Remember, the decisions you make about vaccination affect others as well. Some critical thinking about vaccines is good -- for example knowing when to go ahead or delay a shot due to illness (or knowing what conditions may lead to a life-changing reaction). However, a blind rejection is as bad as blind acceptance.

Friday, May 2, 2008

Well, why not?

Since I'm posting, I might as well point toward Derek Lowe's post about the failure of the Singulair/Claritin idea. Too bad for Merck, though one has to wonder how long this drug combination strategy among big pharma is going to play out. After all, wouldn't it be about as cheap to take two pills (since one is over-the-counter) as it would be to ask your insurance to fork it over for a prescription version of a combination? Heck, a lot of people take the combination separately now, anyway.

So at any rate, Derek deduces that the problem lies in efficacy. Is it possible to support a marketing claim that the combination is more than the sum of its parts? Merck apparently thinks so, but the FDA does not. Unless there's an advisory committee meeting on this, or the drug eventually gets approved, or efforts to get results of all clinical trials posted publically succeed, we won't know for sure. But what I do know is that for one of these combinations to gain marketing approval, at the very least there has to be a statistically significant synergistic effect. That means that the treatment effect has to be greater than the sum of the treatment effects of the drugs alone. Studies that demonstrate this effect tend to have a lot of patients, especially if there are multiple dose levels involved. It isn't easy, and I've known more than one combination development program to fizzle out.

Update: but see this serious safety concern for Singulair reported by Pharmalot.

It's easy to make silly claims when you take numbers out of contexts

I often respect Mark Schauss, but when he shows his hatred of the pharmaceutical and healthcare industries his logic tends to go out the window.

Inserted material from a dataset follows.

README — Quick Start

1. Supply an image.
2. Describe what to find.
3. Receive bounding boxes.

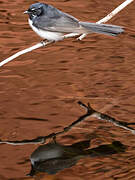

Take for example his latest silly claim "stay out of hospitals to live longer." Ok, I guess one could make the argument that behaviors or genetic predispositions that lead one to a hospital stay would probably tend to shorten life. Fair enough. But rather than taking that fairly obvious argument, we are treated to a naked number: 99,000 deaths from nosocomial (hospital-related) infections per year. Rather than delve into that number, Mark simply calls it "unacceptable."

Granted, we all want to reduce that number. But let's take a closer look by reviewing the report on which Mark bases his post. (Link is a pdf.)
The infection rate per 1,000 patient-days was highest in ICUs (13.0), followed by high-risk nurseries (6.9), and well-baby nurseries (2.6).
Now, let's think about the claim that people are better off out of the hospital than in the hospital. The highest infection rates are in ICUs and high risk nurseries. Well-baby nurseries registered as well. Sounds to me like if someone needs to be in one of these places, they have some pretty serious problems, and infections considered, in the hospital is better than outside the hospital. I doubt that bolting from the ICU to avoid infection is going to, in the long run, lead to a longer life.

99,000 is a number we all want to go down to zero, and I suspect that more judicious use of antibiotics, solving the problems with overtired and overworked healthcare practitioners, and avoiding drug dispensing and therapeutic errors will all be part of the solution. But before we go making any silly conclusions based on this number, let's see what the problems really are and solve them rather than cut off our noses to spite our faces.